Lai wrote two characters on my notebook with a pencil: "tin" meaning the verb "listen" in the two scripts (traditional Chinese: 聽 and simplified Chinese: 听). He commented that the simplified Chinese one looked more hollow due to too much space between the strokes and had lost its pictographic meaning. He said that in terms of minimalism, simplified Chinese has its advantages because the characters themselves are of fewer strokes and lines. He even tried to use simplified Chinese in his graphic designs, but still finds traditional Chinese better suited. More strokes and lines allow him to break them down, rearrange the structure, make changes on strokes' styles and even try new combinations of several characters into new ones. Such visual manipulation of the characters is an advantage, from the design perspective, that neither simplified Chinese nor English can complete with.
Besides his focus on the diversity of the characters and how he can play with them, Lai also admires how the script shows the traditional wisdom of Chinese culture. His recent silver HKDA Global Design Award (2011) winning art work, "The Heart Sutra," is inspired by the Chinese Buddhist culture of transcribing sutra. Traditionally, a sutra is copied by hand but Lai dared to copy the sutra electronically, using a computer to re-create the characters. He said it was fun and special to transcribe the "Heart Sutra" in a modern way.

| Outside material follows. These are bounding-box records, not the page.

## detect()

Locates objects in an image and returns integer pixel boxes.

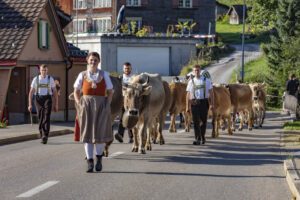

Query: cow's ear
[122,88,127,97]
[142,86,152,95]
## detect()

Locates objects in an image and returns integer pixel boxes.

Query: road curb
[283,159,300,199]
[0,129,74,145]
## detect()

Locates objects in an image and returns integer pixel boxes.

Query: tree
[248,0,278,34]
[262,0,300,106]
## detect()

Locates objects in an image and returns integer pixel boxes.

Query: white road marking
[17,181,59,198]
[107,151,124,158]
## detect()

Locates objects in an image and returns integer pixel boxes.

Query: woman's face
[87,56,100,69]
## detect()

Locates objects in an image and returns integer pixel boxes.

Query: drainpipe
[65,56,73,122]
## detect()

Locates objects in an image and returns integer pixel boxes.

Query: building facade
[57,0,216,37]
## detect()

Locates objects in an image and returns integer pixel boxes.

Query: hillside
[216,0,250,6]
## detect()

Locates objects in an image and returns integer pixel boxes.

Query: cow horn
[142,76,149,87]
[122,82,128,87]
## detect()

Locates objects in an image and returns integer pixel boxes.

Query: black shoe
[41,136,48,144]
[115,133,123,143]
[128,138,133,143]
[86,158,94,173]
[95,155,102,172]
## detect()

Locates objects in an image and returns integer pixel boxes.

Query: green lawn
[230,57,267,83]
[216,22,270,44]
[217,0,247,6]
[283,121,300,130]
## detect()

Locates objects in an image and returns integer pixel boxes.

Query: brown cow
[249,83,267,128]
[69,76,123,157]
[146,81,173,150]
[208,84,232,137]
[169,82,191,132]
[226,84,253,131]
[123,73,166,154]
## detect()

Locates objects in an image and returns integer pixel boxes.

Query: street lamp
[242,0,246,83]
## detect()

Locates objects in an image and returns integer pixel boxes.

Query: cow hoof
[102,151,108,157]
[131,147,138,152]
[139,149,146,154]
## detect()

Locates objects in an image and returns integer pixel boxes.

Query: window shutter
[192,0,199,8]
[172,0,179,8]
[120,0,126,6]
[46,23,50,49]
[141,0,148,7]
[38,22,43,49]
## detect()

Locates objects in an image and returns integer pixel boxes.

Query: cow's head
[250,83,265,103]
[123,74,152,128]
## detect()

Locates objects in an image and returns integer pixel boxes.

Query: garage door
[117,47,170,76]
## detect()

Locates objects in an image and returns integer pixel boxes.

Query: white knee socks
[84,143,104,159]
[95,144,104,156]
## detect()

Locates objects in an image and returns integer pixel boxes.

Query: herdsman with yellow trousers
[186,65,214,145]
[28,65,58,144]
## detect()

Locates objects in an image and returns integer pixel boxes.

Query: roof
[0,0,47,60]
[228,5,247,17]
[216,1,229,9]
[67,42,88,60]
[55,6,72,29]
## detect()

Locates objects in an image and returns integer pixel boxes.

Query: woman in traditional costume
[74,52,113,172]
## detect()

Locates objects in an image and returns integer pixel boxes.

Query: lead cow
[123,73,167,154]
[226,84,253,131]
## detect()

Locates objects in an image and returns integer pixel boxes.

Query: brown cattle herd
[69,73,266,156]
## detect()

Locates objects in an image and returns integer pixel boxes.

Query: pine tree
[262,0,300,106]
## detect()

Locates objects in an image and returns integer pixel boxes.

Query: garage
[117,47,170,76]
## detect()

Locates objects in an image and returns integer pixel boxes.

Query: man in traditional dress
[28,65,58,144]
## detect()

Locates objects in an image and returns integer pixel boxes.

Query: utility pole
[76,0,79,47]
[242,0,246,83]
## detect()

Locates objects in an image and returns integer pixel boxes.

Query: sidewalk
[281,112,300,200]
[0,122,74,145]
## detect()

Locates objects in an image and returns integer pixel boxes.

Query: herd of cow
[70,73,266,156]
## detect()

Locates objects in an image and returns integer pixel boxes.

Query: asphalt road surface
[0,113,292,200]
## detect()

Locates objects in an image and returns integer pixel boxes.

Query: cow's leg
[248,108,253,131]
[169,113,177,133]
[131,127,138,152]
[182,111,191,132]
[215,116,221,137]
[211,114,218,138]
[138,120,148,154]
[229,108,237,131]
[224,114,233,135]
[145,122,156,151]
[239,112,245,131]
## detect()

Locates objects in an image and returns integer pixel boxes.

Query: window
[73,19,87,33]
[38,20,50,49]
[179,0,193,8]
[73,0,86,10]
[126,0,141,6]
[126,17,142,30]
[93,18,111,32]
[93,0,111,8]
[178,18,194,33]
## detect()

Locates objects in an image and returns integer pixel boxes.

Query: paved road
[0,113,292,200]
[207,44,261,83]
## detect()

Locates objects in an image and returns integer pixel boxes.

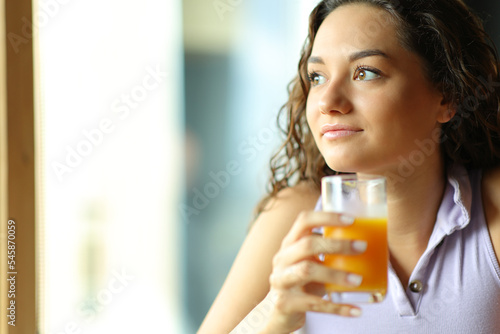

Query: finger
[303,282,326,297]
[273,234,367,267]
[283,211,354,246]
[275,293,361,317]
[269,261,363,289]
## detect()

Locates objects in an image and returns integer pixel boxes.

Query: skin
[198,4,500,334]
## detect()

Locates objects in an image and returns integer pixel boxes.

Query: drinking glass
[321,174,389,303]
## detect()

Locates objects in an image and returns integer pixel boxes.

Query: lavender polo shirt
[296,165,500,334]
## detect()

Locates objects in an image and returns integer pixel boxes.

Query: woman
[199,0,500,334]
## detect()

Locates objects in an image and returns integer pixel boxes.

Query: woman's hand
[263,211,366,333]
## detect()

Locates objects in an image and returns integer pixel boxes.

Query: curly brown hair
[256,0,500,214]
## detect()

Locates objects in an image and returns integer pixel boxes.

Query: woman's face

Lai finds it impressive that every character's meaning can be explained by analysing each part of its structure. "What is it?" Lai's foreign clients asked him about the characters on the "Heart Sutra" during an exhibition. He was glad to explain the stories behind them: "every single character carries a story and shows how clearly and precisely the character-makers observed things and thought."
|Another of Edmond Lai's designs.
While traditional Chinese is still commonly observed in art and design pieces, books written in the script have become less common. "Books written in traditional Chinese are of higher collective value," said So Keng-chit, a distinguised Chinese-Canadian writer, journalist and book collector. So explained that simplified Chinese has been promoted by the Chinese government in the last few decades and any books pre-dating Communist party rule, which are typically written in traditional Chinese, are now of great value. For example, in a previous book auction organised by So, one of the most precious collectors' items was Empress Dowager Cixi's bible written in traditional Chinese; it was worth more than HK$300,000 (C$39,320).
So also added that the difference between books written in traditional Chinese versus simplified Chinese is not just the form of the characters but also the content. "Books in simplified Chinese are published in China and some of the content may be deleted," noting Chinese social activist, Zhang Yi-he's "The Last Nobles" - the traditional Chinese version published in Hong Kong contains Zhang's complete copy, while its simplified Chinese version has a certain degree of editing due to political censorship by the Chinese government.
There are now more 1.5 billion people using simplified Chinese in the world and the number is growing. But Lai, Lui and So are not pessimistic about the future of traditional Chinese. Knowing the historical, cultural and artistic values of the script, its place and value within Chinese society is undeniable, and that alone will keep the tradition alive. So believes that the use of traditional scripts is still invaluable, particularly as it is at the root of Chinese culture. He named a few Chinese officials in mainland China who are also calligraphers and are still using traditional Chinese, showing that political reasons may hinder but cannot stop the conservation of traditional Chinese in arts.